When RaiSE is running, you may see two extra files alongside the database:

~/.rai/raise.db
~/.rai/raise.db-wal    ← Write-Ahead Log (active transactions)
~/.rai/raise.db-shm    ← Shared memory index

These are normal SQLite WAL mode files — not corruption. They disappear when no RaiSE process has the database open. If they persist after all RaiSE processes exit, they are safely incorporated into the main DB on next open.

Key Commands

Check database health:

rai db status
RaiSE DB: /home/alice/.rai/raise.db (8,988 KB)
Schema version: 24
┏━━━━━━━━━━━━━━━━━━━━━━━━┳━━━━━━━┓
┃ Table                  ┃  Rows ┃
┡━━━━━━━━━━━━━━━━━━━━━━━━╇━━━━━━━┩
│ sessions               │   543 │
│ signals                │ 1,204 │
│ patterns               │ 1,713 │
│ pipeline_runs          │ 1,539 │
│ artifacts              │     7 │
└────────────────────────┴───────┘

Export for backup:

rai db export

Exports all tables as JSONL files to a timestamped directory:

Exported 16 tables to .raise/rai/personal/export/20260506T081234/

Each table becomes a .jsonl file (e.g. sessions.jsonl, signals.jsonl).
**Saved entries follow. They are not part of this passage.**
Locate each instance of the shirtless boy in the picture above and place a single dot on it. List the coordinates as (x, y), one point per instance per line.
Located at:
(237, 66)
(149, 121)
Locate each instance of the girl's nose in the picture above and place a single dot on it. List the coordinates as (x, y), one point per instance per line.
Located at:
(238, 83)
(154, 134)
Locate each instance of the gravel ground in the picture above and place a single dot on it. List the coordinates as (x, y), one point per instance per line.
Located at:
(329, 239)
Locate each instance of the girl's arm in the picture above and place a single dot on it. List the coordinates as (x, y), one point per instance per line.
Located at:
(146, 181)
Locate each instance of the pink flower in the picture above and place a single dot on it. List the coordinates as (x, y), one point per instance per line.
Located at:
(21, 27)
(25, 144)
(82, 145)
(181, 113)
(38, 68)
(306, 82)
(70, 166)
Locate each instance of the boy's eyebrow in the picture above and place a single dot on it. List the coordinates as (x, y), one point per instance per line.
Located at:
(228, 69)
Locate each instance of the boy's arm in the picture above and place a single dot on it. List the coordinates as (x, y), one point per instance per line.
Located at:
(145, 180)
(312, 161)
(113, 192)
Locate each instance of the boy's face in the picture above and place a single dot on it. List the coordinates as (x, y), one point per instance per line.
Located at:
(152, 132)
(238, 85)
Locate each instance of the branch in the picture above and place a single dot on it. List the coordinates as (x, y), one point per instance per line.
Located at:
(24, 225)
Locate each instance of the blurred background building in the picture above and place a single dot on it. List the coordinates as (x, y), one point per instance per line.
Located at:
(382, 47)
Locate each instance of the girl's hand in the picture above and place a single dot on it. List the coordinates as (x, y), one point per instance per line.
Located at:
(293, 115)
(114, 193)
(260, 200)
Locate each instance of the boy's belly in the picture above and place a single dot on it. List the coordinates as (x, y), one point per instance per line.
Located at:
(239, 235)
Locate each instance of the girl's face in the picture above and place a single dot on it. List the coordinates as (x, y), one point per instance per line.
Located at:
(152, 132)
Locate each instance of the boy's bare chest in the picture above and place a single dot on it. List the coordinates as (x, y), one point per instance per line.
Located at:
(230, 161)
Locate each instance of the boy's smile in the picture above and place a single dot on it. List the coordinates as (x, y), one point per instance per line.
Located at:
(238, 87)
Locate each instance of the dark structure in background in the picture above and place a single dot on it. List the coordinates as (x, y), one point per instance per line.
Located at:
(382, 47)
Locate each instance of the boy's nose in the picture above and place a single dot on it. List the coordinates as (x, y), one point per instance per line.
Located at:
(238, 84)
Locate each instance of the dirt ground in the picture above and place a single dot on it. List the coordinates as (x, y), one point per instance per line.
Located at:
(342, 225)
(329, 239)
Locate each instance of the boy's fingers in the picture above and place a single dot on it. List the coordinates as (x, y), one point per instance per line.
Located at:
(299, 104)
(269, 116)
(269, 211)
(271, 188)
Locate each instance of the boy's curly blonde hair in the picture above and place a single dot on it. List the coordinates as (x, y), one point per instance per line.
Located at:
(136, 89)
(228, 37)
Run this before upgrading RaiSE or before a machine migration.

Migrate from RaiSE 2.x:

If you're upgrading from 2.x (where data was stored in .raise/rai/personal/*.jsonl files), run the one-time migration:

rai db migrate

This imports your legacy JSONL/YAML data into SQLite. Old files are renamed *.migrated (not deleted). See the Migration Guide for the full upgrade procedure.

Verify schema integrity:

rai schema sum check

Verifies that .raise/schema.sum matches the current migration hashes. Run this after upgrading RaiSE to confirm the schema is consistent.